TheAlphaWolf
Registered Senior Member
But science says we evolved from monkies. You'd think we wouldn't have an appendix any more, but we do.
In short, the appendix isn't TOO bad for us, so there's not a big enough reason for it to disappear. Other traits make a bigger difference.
"But just because the appendix performs no digestive function, this does not mean that it lacks a function. The walls of the appendix are richly endowed with lymphoid tissue, like much of the rest of the intestine. Just like the lymphoid tissue elsewhere, lymphoid tissue of the appendix monitors the passing of food, detecting and responding to harmful foreign materials and potential pathogenic bacteria. In short, the human appendix is part of the immune system."

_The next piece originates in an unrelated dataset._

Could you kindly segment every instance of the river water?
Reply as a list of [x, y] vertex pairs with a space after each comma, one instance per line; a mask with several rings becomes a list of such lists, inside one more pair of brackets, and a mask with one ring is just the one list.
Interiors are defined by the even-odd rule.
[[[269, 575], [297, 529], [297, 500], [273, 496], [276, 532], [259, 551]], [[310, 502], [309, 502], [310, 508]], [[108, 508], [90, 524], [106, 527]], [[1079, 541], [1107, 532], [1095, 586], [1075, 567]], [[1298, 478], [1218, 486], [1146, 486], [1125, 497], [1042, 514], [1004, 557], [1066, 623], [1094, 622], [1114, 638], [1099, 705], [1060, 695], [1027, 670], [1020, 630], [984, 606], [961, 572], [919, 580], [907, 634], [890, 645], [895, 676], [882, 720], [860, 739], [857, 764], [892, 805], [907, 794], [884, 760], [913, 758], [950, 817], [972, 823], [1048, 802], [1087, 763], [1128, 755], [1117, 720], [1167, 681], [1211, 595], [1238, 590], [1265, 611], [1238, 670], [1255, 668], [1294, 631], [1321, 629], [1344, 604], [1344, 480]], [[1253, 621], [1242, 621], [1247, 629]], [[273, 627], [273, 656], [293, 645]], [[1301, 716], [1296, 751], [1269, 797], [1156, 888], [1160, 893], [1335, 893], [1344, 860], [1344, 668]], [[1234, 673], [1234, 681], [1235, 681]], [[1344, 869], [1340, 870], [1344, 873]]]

"Vertebrates: Comparative Anatomy, Function, Evolution," by Keneth V. Kardong, Mc-Graw Hill, 2005, p.523.
Additional info was supplied and relayed from our more up-to-date course lectures. Source: Dr. Kiisa Nishikawa, Department of Biology, Northern Arizona University. I'll ask for the source. More later.
That source goes against what you said about it digesting cellulose ("But just because the appendix performs no digestive function"). And that was in my source wasn't it? lol... But anyway, the way I understand it is that there is lymphatic tissue all over the intestines (and I quote: "like much of the rest of the intestine"), and the appendix just happens to have some. Saying that the appendix itself is useful is like saying that since the ear has blood vessels it is therefore part of the circulatory system and it does serve a function. It just makes no sense.